While Obama clearly favors redistribution of wealth and sees it as an issue of "economic justice," he also clearly seeks to accomplish it through the legislative process, not through the courts. Asked by a caller whether the judicial branch is "the appropriate place for reparative economic work to take place," he says "you can craft theoretical justifications for it" but emphasizes that he prefers a legislative approach:
I'm not optimistic about bringing about major redistributive change through the courts. The institution just isn't structured that way….You start getting it all sorts of separation-of-powers issues…The court's just not very good at it, and politically it's just very hard to legitimize opinions from the court in that regard.
So there is little basis here for McCain adviser Douglas Holtz-Eakin's claim that Obama "wants to appoint judges that legislate from the bench…as insurance in case a unified Democratic government under his control fails to meet his basic goal: taking money away from people who work for it and giving it to people who Barack Obama believes deserve it."
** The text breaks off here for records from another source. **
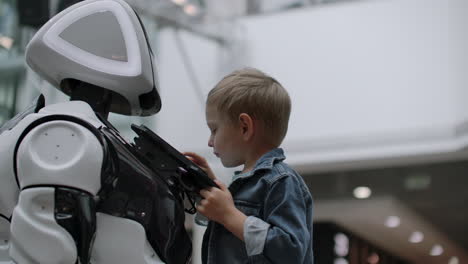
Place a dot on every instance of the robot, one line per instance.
(72, 190)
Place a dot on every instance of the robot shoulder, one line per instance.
(60, 150)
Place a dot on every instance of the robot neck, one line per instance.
(98, 98)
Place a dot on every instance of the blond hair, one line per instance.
(253, 92)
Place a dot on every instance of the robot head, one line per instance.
(103, 43)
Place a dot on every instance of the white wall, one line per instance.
(373, 83)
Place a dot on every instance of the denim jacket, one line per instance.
(278, 228)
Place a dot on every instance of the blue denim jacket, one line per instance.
(278, 228)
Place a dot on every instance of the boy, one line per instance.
(265, 216)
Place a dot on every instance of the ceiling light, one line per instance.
(6, 42)
(341, 244)
(179, 2)
(392, 221)
(362, 192)
(416, 237)
(340, 261)
(436, 250)
(373, 258)
(191, 10)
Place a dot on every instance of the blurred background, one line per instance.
(379, 125)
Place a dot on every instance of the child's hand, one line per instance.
(217, 203)
(201, 162)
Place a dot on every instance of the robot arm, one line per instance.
(59, 173)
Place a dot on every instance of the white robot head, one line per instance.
(102, 43)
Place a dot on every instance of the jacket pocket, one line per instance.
(248, 208)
And without the judicial philosophy angle, there's no difference in principle on this issue between Obama and McCain. Both want to take money away from people who work for it and give it to people they believe deserve it. How else would you characterize McCain's plan to rescue reckless lenders and borrowers by using taxpayer money to buy "bad home loan mortgages"? Medicare, Medicaid, progressive income taxation, and Social Security, to name just a few redistributive programs that both candidates support, also entail taking one group's earnings and giving them to another group, and in some cases the beneficiaries are more affluent than the people compelled to subsidize them. McCain's outrage over "redistribution of wealth" is awfully selective.